# Do you hold your breath while lifting ?



## Vieope (Feb 26, 2004)

_ Sometimes I can´t breath while working out. I know that it is a big problem, just because it is an anaerobic exercise doesn´t mean that you don´t need to breath. 

I usually can´t breath while bench pressing.

*Do you hold your breath while lifting ?*_


----------



## P-funk (Feb 26, 2004)

No way.  Always breathe!!!

I have seen freinds pass out because they weren't breathing.  Get bloody noses.  Blood coming out the ears....etc.


----------



## Vieope (Feb 26, 2004)

_ Yes, I am worried about that too but I have somekind of psychological block. _


----------



## myCATpowerlifts (Feb 26, 2004)

well u might wanna just lift light weights for a little and get control of it

since its easy to handle, you can focus less on it and more on ur breathing!

In on the eccentric

and out on the concentric portion


----------



## KiDNotorious (Feb 26, 2004)

inhaling better is my problem, exhaling now comes natural


----------



## Trap-isaurus (Feb 26, 2004)

I try not to but often forget and catch myself holding my breath.


----------



## Big Smoothy (Feb 26, 2004)

The solution: breath.  

Next....


----------



## squanto (Feb 26, 2004)

holding breath while weight training is very bad for you. i know people who have done it, but it just puts way too much stress on your body. nobody i know does it anymore.


----------



## CowPimp (Feb 27, 2004)

You should always inhale as your muscles relax and exhale as they contract.  Muscles need blood pumping to them for oxygen, or they will become tired much sooner.  Not only is it potentially bad for your body because you are depriving it of oxygen when it really needs, but your lifting will suffer even if your health isn't affected.


----------



## Michael D (Feb 27, 2004)

According to Mudge's link on the how to bench topic, you are supposed to hold your breath for sets of 3 and less.

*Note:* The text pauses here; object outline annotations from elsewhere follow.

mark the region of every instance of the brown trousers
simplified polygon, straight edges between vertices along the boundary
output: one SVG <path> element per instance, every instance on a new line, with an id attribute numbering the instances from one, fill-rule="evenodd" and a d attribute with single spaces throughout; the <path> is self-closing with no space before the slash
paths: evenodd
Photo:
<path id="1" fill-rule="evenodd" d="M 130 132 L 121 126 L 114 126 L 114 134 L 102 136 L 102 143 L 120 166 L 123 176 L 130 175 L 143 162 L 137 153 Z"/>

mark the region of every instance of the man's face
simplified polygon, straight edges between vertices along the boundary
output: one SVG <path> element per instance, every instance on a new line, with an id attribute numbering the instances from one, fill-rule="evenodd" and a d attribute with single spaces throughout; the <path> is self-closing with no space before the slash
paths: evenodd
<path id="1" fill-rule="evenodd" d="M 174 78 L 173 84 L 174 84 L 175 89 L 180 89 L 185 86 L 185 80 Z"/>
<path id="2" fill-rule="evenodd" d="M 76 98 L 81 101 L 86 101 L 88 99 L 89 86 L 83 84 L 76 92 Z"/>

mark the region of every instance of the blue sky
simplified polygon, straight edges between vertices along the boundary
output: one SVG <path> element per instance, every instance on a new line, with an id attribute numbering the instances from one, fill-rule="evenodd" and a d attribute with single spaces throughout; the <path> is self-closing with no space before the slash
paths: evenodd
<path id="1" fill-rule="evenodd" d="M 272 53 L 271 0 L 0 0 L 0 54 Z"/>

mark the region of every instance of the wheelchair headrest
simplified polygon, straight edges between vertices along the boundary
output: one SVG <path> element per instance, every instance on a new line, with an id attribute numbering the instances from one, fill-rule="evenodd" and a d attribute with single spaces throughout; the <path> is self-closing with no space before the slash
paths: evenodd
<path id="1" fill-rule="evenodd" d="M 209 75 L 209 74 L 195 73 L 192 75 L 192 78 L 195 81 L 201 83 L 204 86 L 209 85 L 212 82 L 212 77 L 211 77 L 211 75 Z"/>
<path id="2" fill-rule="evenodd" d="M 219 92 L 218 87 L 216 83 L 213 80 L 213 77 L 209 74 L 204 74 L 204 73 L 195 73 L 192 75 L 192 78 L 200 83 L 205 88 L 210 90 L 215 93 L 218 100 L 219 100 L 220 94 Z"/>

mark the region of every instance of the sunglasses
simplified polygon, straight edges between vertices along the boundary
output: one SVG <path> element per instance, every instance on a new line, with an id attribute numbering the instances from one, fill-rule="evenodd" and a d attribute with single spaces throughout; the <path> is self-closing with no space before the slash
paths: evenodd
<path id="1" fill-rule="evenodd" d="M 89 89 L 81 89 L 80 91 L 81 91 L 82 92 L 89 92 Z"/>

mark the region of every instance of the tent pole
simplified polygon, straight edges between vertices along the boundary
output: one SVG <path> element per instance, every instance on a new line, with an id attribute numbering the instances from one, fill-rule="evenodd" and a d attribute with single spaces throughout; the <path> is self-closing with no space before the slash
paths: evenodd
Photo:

Of course that is just the man's opinion who wrote it.

I personally need to work on my breathing as I hold mine too.


----------



## Spitfire (Feb 27, 2004)

I did before i read this thread.   Thanks again


----------



## Paynne (Feb 27, 2004)

A few months ago I got a horrible headache while doing neg only preacher curls.  On each of the next 4 days I got the same headache instantly as soon as I lifted something.  One day I took 20 tylenol and it didn't help(yeah i know now, don't DO that).  Doc sent me for an MRI and said go to the emergency room if it happens again.  It was nothing and went away after I took a week off.  

I bet anything I held my breath by accident and strained too much.  Many ppl say to hold your breath during squats to stabalize your core.  I'll just lift lighter weight thank you.


----------



## supertech (Feb 27, 2004)

I find myself holding my breath while doing squats,I try not to but do it any way.One of these days I am going to pass out.


----------



## x~factor (Feb 27, 2004)

I hold it for a sec to get pass the sticking point. Does that count?


----------



## Flex (Feb 27, 2004)

I either do what x-factor said^^

or 

I just yell "LIGHTWEIGHT" in b/w reps


----------



## I Are Baboon (Feb 27, 2004)

I make a conscious effort to breathe properly while lifting.  That said, I sometimes do hold my breath for the last few reps of an ab set because of how hard I am struggling.


----------



## ALBOB (Feb 27, 2004)

> _*Originally posted by I Are Baboon *_ I sometimes do hold my breath for the last few reps of an ab set because of how hard I am struggling.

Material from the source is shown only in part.